Toronto, ON – The Gairdner Foundation has announced the recipients of the 2012 Canada Gairdner Awards. Recognized for some of the most significant medical discoveries from around the world, this year’s winners showcase a broad range of new medical insights, from pioneering new ways to tackle childhood illness in developing countries to identifying how our biological clocks guide our everyday lives.

Among the world’s most esteemed medical research prizes, the awards distinguish Canada as a leader in science and provide a $100,000 prize to scientists whose work holds important potential.

The Canada Gairdner International Awards, recognizing individuals from a variety of fields for seminal discoveries or contributions to medical science, go to:

  • Jeffrey C Hall, PhD, professor emeritus of biology, Brandeis University, Waltham, MA;
  • Michael Rosbash, PhD, Howard Hughes Medical Institute, Department of Biology, Brandeis University, Waltham, MA; and
  • Michael W Young, PhD, Laboratory of Genetics, The Rockefeller University, New York, NY.

These scientists discovered how our circadian clock – commonly known as our biological clock – ticks. Circadian clocks are active throughout the body’s cells, where they use a common genetic mechanism to control the rhythmic activities of various tissues.

  • Thomas M Jessell, PhD, Howard Hughes Medical Institute, Kavli Institute for Brain Science, Columbia University Medical Center, New York, NY.
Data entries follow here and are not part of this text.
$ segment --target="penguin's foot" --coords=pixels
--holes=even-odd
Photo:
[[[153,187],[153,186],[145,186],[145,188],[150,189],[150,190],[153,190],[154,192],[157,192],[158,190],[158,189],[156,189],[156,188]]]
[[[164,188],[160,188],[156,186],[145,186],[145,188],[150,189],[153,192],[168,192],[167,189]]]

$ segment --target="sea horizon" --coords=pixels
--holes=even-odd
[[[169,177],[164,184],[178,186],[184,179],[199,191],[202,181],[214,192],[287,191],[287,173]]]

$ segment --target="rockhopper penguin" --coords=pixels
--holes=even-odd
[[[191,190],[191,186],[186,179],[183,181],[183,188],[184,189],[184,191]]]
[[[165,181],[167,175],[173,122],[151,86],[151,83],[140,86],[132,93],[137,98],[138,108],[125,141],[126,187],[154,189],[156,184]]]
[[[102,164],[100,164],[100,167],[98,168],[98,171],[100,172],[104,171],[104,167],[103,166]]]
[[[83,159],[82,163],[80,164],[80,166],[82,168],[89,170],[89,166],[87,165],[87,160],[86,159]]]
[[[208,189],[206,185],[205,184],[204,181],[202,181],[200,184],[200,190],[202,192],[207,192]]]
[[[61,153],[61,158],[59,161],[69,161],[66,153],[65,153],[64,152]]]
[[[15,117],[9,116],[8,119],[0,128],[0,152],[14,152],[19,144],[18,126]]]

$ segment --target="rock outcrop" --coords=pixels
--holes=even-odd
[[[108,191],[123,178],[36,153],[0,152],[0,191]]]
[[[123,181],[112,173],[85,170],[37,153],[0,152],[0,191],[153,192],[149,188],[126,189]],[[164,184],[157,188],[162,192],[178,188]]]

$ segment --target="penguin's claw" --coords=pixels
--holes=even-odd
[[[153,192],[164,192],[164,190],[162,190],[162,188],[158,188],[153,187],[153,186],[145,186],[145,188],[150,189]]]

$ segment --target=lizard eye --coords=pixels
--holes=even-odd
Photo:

Dr Jessell’s work reveals the basic principles of nervous system communication. By studying the assembly and organization of the circuit that controls movement in the spinal cord nervous system, he identified the direct connection between the sensory neuron, which is responsible for allowing us to process what is happening in the world around us, and the motor neuron, which allows us to control how our muscles move to react to what we sense in that world.
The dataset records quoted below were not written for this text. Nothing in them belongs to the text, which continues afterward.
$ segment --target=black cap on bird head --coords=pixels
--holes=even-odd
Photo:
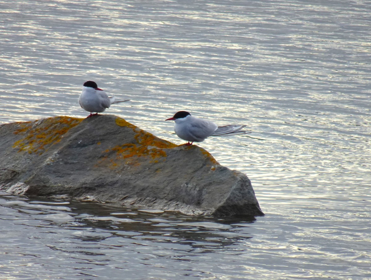
[[[191,114],[188,112],[185,111],[180,111],[179,112],[175,113],[175,114],[174,115],[174,116],[172,118],[168,118],[167,120],[165,120],[174,121],[178,118],[185,118],[188,115],[191,115]]]
[[[89,88],[93,88],[97,90],[103,90],[98,88],[98,85],[96,84],[96,83],[95,82],[93,82],[92,81],[88,81],[87,82],[85,82],[84,83],[83,86],[84,87],[87,87]]]
[[[84,83],[84,87],[88,87],[89,88],[96,88],[98,87],[98,85],[96,84],[96,83],[95,82],[93,82],[92,81],[88,81],[87,82],[85,82]]]
[[[185,111],[180,111],[175,113],[173,117],[174,118],[185,118],[188,115],[191,115],[191,114]]]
  • Jeffrey V Ravetch, PhD, MD, Theresa and Eugene Lang professor; head, Leonard Wagner Laboratory of Molecular Genetics and Immunology, The Rockefeller University, New York, NY.
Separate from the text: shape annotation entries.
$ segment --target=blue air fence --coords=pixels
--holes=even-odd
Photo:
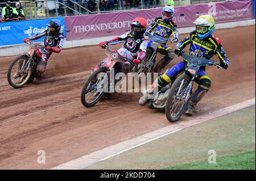
[[[46,29],[46,24],[51,19],[58,19],[61,23],[61,31],[66,36],[64,17],[41,19],[0,23],[0,46],[23,43],[23,39],[35,33],[40,33]],[[43,38],[36,41],[42,41]]]

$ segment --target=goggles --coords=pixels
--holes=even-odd
[[[139,28],[139,27],[133,27],[131,30],[133,32],[141,32],[141,31],[143,31],[144,29]]]
[[[55,28],[54,27],[49,27],[49,31],[55,31]]]
[[[166,17],[166,18],[171,18],[174,16],[174,14],[167,12],[163,12],[163,16],[164,17]]]
[[[196,26],[196,32],[200,34],[205,33],[208,31],[208,27],[200,26]]]

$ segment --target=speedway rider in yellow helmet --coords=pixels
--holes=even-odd
[[[195,22],[196,30],[190,33],[189,36],[178,43],[175,53],[181,55],[182,50],[190,44],[189,54],[196,57],[210,59],[214,54],[217,54],[220,60],[220,66],[226,69],[229,61],[228,59],[221,42],[218,37],[213,36],[212,32],[214,30],[214,20],[209,15],[199,16]],[[171,69],[168,70],[164,74],[158,77],[153,84],[143,94],[139,103],[144,105],[148,102],[148,94],[153,94],[154,90],[160,90],[182,74],[186,66],[187,62],[181,61]],[[192,114],[194,106],[203,98],[206,92],[210,89],[211,82],[210,78],[205,74],[205,66],[201,66],[196,77],[195,82],[199,87],[192,96],[186,113]]]

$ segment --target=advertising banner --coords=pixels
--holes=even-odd
[[[67,40],[121,35],[130,30],[131,21],[144,18],[150,25],[162,14],[162,8],[65,17]],[[175,7],[174,20],[179,27],[193,26],[200,15],[211,14],[216,23],[251,19],[251,1],[213,2]]]
[[[0,46],[21,44],[24,37],[40,33],[46,29],[46,24],[51,19],[59,19],[61,30],[65,36],[64,17],[0,23]],[[43,38],[36,41],[42,41]]]

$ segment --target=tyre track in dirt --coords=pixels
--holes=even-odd
[[[193,117],[255,97],[255,26],[214,34],[230,67],[228,71],[209,68],[212,88]],[[98,46],[64,49],[52,54],[44,79],[18,90],[6,79],[16,56],[0,57],[0,169],[49,169],[170,124],[163,111],[140,106],[138,93],[115,94],[93,107],[83,107],[83,84],[105,57]],[[176,57],[170,66],[180,60]],[[183,116],[179,123],[189,119]],[[39,150],[46,151],[46,164],[36,162]]]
Dr Ravetch’s work demonstrates how our immune systems can be both protective as well as harmful. Antibodies in our immune systems trigger different health outcomes by binding to molecules called “Fc receptors” to change their protective activity. The Fc receptor system allows antibodies that are produced by the body to defend against toxins, bacteria and viruses, ultimately leading to their inactivation and removal.

The Canada Gairdner Global Health Award, recognizing someone who is responsible for a scientific advancement that has made, or has the potential to make, a significant impact on health in the developing world, goes to:

  • Brian M Greenwood, MD, London School of Hygiene and Tropical Medicine, London, UK.

After identifying early in his career that meningitis and pneumonia were significant causes of childhood deaths in Africa, Dr Greenwood evaluated two groups of vaccines to prevent these diseases, and proved Haemophilus and Pneumococcal conjugate vaccines were highly effective in reducing meningitis and pneumonia in African children. In addition, he showed how deaths from malaria can be prevented using insecticide-treated bed nets and anti-malarial drugs given during the rainy season.

The Canada Gairdner Wightman Award, given to a Canadian who has demonstrated outstanding leadership in medicine and medical science throughout his/her career, goes to:

  • Lorne A Babiuk, OC, SOM, PhD, DSc, FRSC, vice-president (research), University of Alberta, Edmonton, AB

Dr Babiuk’s work has focused on studying how diseases are transmitted from animals to humans, while developing innovative vaccination approaches to control infectious diseases such as the Rotavirus. Through his study of infectious disease, and leadership role in the University of Saskatchewan’s Vaccine and Infectious Disease Organization (VIDO) and at the University of Alberta, Dr Babiuk has helped to relieve mortality, morbidity, and economic hardship caused by infectious disease.

The awards will be presented at a dinner in Toronto on October 25 as part of the Gairdner National Program, a month-long lecture series given by Canada Gairdner Award winners at 21 universities from St John’s to Vancouver. The national program reaches students across the country, making the superstars of science accessible and inspiring the next generation of researchers.

“Our 2012 Canada Gairdner Awardees are a group of modern-day explorers who have dedicated their lives to using basic science to discover answers to puzzling medical challenges,” said Dr John Dirks, president and scientific director of Gairdner. “Because of their tenacity and their dedication, we have a whole new realm of potential medical solutions open to us. It is our hope the awards continue to inspire researchers to conquer unchartered medical territory.”